Royaume-Uni : protestation contre la précarité dans l’enseignement supérieur

L’UCU (University college union) appelait à manifester ce mercredi contre la précarité dans l’enseignement supérieur et les "contrats zéro heure".

University college union

L’University and college union (UCU), grand syndicat de l’enseignement supérieur britannique, a appelé à manifester ce mercredi 5 novembre. Elle dénonce la précarité dans l’enseignement supérieur et plus particulièrement les « contrats zéro heure«  qui permettent d’employer des professeurs sans fixer de durée de travail.

« L’enseignement supérieur, deuxième foyer de précarité »

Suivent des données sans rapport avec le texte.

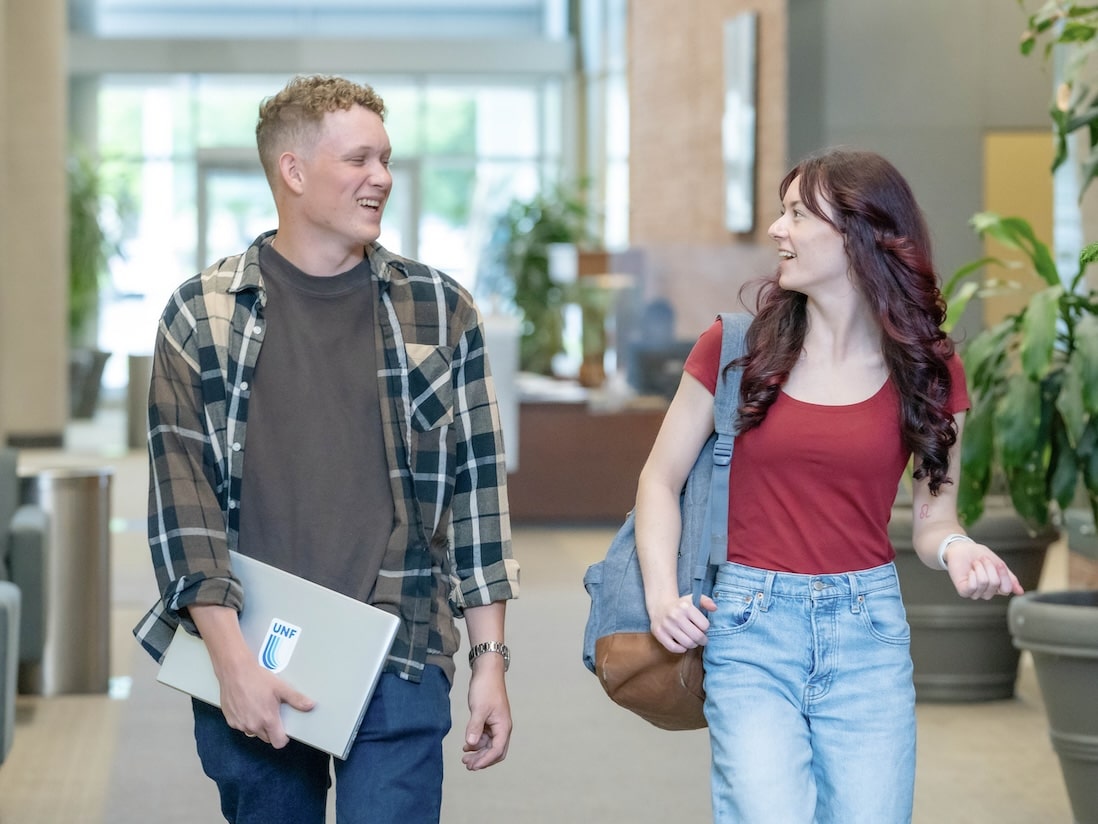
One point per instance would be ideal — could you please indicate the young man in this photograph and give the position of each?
(357, 385)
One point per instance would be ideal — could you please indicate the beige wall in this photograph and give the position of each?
(676, 102)
(1016, 182)
(33, 282)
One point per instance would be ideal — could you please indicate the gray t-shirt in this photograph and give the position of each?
(316, 498)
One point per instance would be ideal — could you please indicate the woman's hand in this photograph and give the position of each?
(979, 574)
(679, 625)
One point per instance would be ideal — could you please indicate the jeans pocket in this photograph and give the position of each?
(737, 608)
(884, 616)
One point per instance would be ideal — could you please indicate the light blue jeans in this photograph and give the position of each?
(393, 774)
(809, 698)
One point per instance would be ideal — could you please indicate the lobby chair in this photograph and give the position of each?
(9, 664)
(23, 541)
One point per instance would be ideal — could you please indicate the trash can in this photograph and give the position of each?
(77, 654)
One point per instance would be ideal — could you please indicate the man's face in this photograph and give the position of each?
(346, 177)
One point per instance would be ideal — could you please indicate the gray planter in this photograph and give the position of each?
(1061, 632)
(961, 649)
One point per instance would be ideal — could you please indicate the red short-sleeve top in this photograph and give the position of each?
(811, 488)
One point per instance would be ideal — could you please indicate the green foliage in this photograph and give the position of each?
(89, 248)
(1075, 108)
(91, 243)
(559, 215)
(1034, 376)
(1034, 385)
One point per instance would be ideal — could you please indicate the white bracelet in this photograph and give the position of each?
(951, 538)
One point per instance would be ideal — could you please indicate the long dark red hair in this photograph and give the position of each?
(888, 246)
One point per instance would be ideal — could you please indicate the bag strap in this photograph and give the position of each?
(725, 405)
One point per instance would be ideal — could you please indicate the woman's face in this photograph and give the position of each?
(810, 251)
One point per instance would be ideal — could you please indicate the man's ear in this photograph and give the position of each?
(291, 171)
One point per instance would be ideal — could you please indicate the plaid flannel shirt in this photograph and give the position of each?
(450, 544)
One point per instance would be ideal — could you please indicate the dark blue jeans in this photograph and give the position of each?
(393, 774)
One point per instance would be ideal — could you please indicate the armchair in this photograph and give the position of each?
(23, 541)
(9, 664)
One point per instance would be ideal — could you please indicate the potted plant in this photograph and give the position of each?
(89, 251)
(526, 232)
(1034, 380)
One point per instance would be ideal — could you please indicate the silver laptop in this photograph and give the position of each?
(322, 643)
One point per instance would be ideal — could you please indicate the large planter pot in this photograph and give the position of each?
(961, 649)
(1061, 632)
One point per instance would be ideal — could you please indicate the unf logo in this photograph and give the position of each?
(278, 646)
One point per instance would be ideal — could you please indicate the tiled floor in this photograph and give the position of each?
(574, 757)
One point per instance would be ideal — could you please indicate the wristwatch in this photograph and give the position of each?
(491, 646)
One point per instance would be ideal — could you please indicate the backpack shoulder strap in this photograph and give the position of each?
(726, 403)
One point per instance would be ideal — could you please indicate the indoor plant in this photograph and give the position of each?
(526, 232)
(89, 251)
(1034, 377)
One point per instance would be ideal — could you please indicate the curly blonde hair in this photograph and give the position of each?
(292, 117)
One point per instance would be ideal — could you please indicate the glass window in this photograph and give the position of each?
(178, 153)
(323, 18)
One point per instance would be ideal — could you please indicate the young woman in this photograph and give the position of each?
(810, 701)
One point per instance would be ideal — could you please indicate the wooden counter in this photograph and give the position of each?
(576, 465)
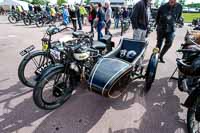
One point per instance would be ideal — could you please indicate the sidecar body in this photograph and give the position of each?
(111, 73)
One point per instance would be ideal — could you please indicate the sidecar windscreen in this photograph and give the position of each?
(129, 45)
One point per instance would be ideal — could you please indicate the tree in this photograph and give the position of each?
(60, 2)
(156, 4)
(182, 2)
(40, 2)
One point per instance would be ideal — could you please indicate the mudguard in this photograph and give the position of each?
(33, 53)
(192, 98)
(49, 69)
(152, 66)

Cette manifestation vise ainsi « à faire comprendre aux dirigeants des universités que les contrats précaires sont mauvais pour leur institution et pour la formation des étudiants ». Au cours d’une interview accordée à l’AEF, le président du syndicat, Simon Renton, a considéré que « l’enseignement supérieur est le deuxième foyer de précarité après l’hôtellerie-restauration ». Il rappelle également que beaucoup de chercheurs sont concernés par la précarité et les « contrats zéro heure« . En particulier, « les projets de recherche en médecine ou en sciences naturelles », parce qu’ils dépendent de financements extérieurs à l’université.

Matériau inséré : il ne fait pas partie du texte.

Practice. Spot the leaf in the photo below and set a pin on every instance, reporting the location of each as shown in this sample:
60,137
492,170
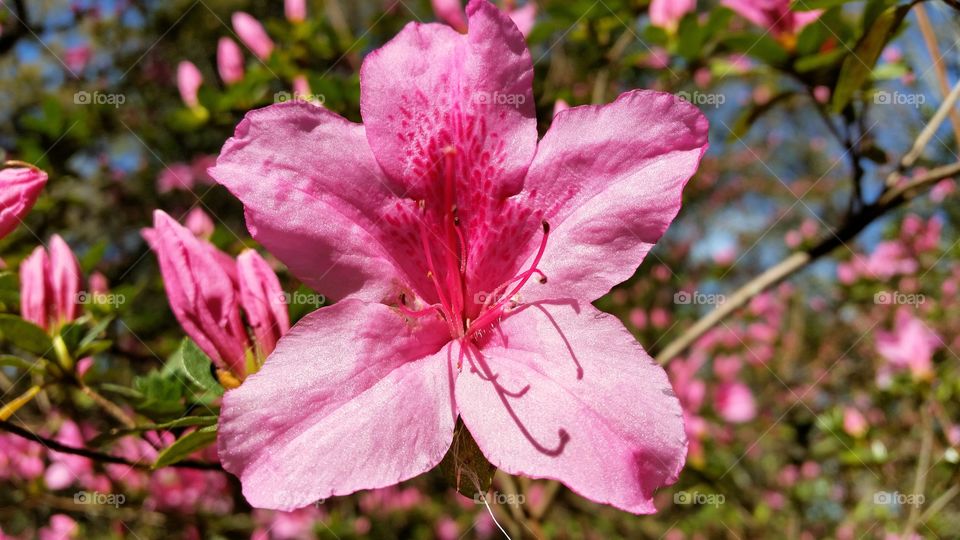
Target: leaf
857,67
25,335
186,421
186,445
196,366
465,467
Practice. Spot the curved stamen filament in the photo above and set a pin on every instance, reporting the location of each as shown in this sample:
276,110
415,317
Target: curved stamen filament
496,310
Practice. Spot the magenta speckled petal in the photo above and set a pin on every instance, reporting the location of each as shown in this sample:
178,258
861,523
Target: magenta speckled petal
352,398
573,397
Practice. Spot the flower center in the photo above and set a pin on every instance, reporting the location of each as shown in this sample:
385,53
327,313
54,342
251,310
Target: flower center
447,272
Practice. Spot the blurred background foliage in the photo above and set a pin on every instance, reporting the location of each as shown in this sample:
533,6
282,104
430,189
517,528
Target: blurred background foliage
806,125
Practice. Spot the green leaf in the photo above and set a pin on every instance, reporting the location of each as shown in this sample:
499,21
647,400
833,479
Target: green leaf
857,67
762,47
186,421
810,5
186,445
465,467
17,362
196,366
25,335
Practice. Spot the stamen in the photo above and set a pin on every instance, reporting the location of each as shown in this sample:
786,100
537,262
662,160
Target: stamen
496,311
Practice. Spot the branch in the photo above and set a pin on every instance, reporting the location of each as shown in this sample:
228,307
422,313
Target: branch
56,446
801,259
895,194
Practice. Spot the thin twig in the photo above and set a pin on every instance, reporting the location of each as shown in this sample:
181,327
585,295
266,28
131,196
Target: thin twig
801,259
57,446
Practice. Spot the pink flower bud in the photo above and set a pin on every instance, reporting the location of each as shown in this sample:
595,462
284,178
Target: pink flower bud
252,34
667,13
295,10
189,80
19,189
450,12
229,60
262,300
201,292
49,285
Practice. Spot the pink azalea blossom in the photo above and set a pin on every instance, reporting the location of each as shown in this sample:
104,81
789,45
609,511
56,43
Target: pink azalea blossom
208,293
450,12
229,60
295,10
774,15
20,188
667,13
910,345
200,223
252,34
49,284
735,403
428,224
560,106
854,423
189,80
175,176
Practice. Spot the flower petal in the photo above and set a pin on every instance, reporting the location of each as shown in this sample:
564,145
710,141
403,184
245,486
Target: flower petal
312,193
609,179
431,87
571,396
352,398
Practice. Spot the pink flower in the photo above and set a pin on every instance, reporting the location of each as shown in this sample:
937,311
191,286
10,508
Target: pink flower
61,527
199,223
560,106
189,80
667,13
207,291
229,60
735,403
262,300
774,15
524,17
49,283
19,189
910,345
428,224
854,423
450,12
252,34
295,10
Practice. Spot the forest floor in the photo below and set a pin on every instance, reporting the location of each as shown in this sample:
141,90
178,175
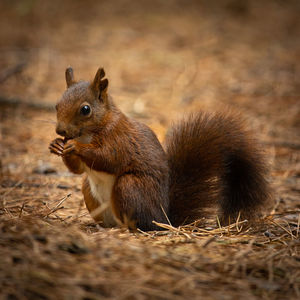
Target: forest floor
162,58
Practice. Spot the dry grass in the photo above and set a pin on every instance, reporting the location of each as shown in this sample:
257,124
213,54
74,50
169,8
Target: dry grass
162,58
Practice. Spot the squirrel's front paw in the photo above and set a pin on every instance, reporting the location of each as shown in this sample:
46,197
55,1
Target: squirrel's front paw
57,146
69,148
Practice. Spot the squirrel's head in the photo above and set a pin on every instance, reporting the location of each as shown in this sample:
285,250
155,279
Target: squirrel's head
82,107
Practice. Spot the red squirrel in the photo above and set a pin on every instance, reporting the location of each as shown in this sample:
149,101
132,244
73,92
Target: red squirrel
209,159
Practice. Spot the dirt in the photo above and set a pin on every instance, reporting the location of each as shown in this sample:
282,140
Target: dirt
163,59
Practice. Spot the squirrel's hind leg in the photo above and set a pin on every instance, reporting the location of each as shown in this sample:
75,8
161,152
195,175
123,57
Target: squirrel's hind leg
136,202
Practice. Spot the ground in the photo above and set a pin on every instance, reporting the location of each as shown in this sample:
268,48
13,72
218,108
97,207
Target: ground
163,59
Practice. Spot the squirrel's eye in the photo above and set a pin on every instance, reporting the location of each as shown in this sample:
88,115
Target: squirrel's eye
85,110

Selon l’UCU, dans certaines institutions, « la majorité des professeurs du premier cycle ont des contrats d’une façon ou d’une autre non sécurisés. Soit, dans le cas le plus extrême, des contrats zéro heure. Soit un contrat court sur quelques mois, ou pour la plupart du temps un an ». Ainsi, de nombreux professeurs sont dans des situations instables et ne savent donc pas s’ils seront réembauchés à la rentrée suivante.

D’après les chiffres du syndicat, 46 % des universités et 60 % des collèges britanniques ont recours au « contrat 0 heure », tandis que 68% du personnel de recherche dans les universités dépendent de contrats à durée déterminée.

« Le financement des universités a diminué »

Pour Simon Renton, cette situation est relativement nouvelle, et en augmentation ces dernières années, dans les universités et les collèges. Il explique que « ceci est lié au fait que, dans tous les secteurs, les syndicats ne sont plus aussi forts qu’avant. Mais cela est aussi dû à ce que le financement central de l’enseignement supérieur par le gouvernement est devenu moins prédictible et que le financement des universités a diminué ».

Ainsi, la revendication de l’UCU est de demander que tous les personnels de l’université soient en situation de planifier leur carrière, d’avoir de la visibilité sur un an ou deux. « Nous ne demandons pas une garantie d’emploi permanent, parce que c’est de toute évidence impossible. Nous demandons un niveau normal d’assurance ».